Among the five debated policies were ordinance drafts to preserve existing affordable housing units; the creation of “an inclusionary housing policy” for rental and for-sale housing projects; remove zoning obstacles to encourage permanent supportive housing, transitional housing and homeless shelters; allow for more multifamily housing; and a quarterly report to the board on progress toward adopting the other four ordinances.

Supervisor Kathryn Barger said she voted to support all but one of the directives, saying the inclusionary housing policy could disproportionately impact her district where the majority of new housing development occurs. Inclusionary housing policies require a given share of new construction to be affordable by people with low to moderate incomes.

“There is just no way to create more affordable housing by making housing unaffordable,” Barger said.

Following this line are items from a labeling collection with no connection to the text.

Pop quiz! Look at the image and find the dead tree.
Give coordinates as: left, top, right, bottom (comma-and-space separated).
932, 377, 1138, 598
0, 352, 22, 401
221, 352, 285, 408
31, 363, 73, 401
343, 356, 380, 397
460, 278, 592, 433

A spokesman for Barger added that the supervisor was concerned the policy would effectively make housing more unaffordable due to additional regulation.

The inclusionary housing policy would end economic segregation in some communities, said policy authors Supervisors Sheila Kuehl and Mark Ridley-Thomas.

“An inclusionary housing policy could encourage the construction of new affordable housing units in communities that are experiencing new market-rate residential development, creating new housing opportunities for low-income households in gentrifying communities,” the supervisors wrote. “Inclusionary housing policies can encourage the construction of new affordable housing units throughout a jurisdiction, disrupting historical patterns of de facto economic segregation and promoting economically inclusive communities.”

The Affordable Housing Action Plan Implementation Motion said the county should follow an assessment that found the region is well short of housing needs.

“While the county has committed substantial funding to build affordable housing, it is critical to use the Board of Supervisors’ land use authority as an additional tool to achieve this aim,” the supervisors wrote. “On January 31, 2018, the Department of Regional Planning released the Affordable Housing Action Plan, which comprises a detailed assessment as well as specific land use and development strategies to address affordable housing needs in the unincorporated areas of the County. The assessment found that, while the County needs to add 17,116 housing units for households earning less than 120 percent of Area Median Income in the unincorporated areas, between 2014 and 2016, the unincorporated areas added only 226 units targeted to these incomes.”

The supervisors highlighted two land use strategies in the action plan: affordable housing preservation and the inclusionary housing policy.

“Affordable housing preservation can also serve as an antidisplacement measure in communities experiencing, or at risk of, gentrification, that allows low-income residents to remain in their communities,” Kuehl and Ridley-Thomas wrote. “An Affordable Housing Preservation Ordinance could limit conversions of affordable housing to condominiums, potentially establish a one-for-one replacement requirement, and encourage funding for naturally occurring affordable housing.”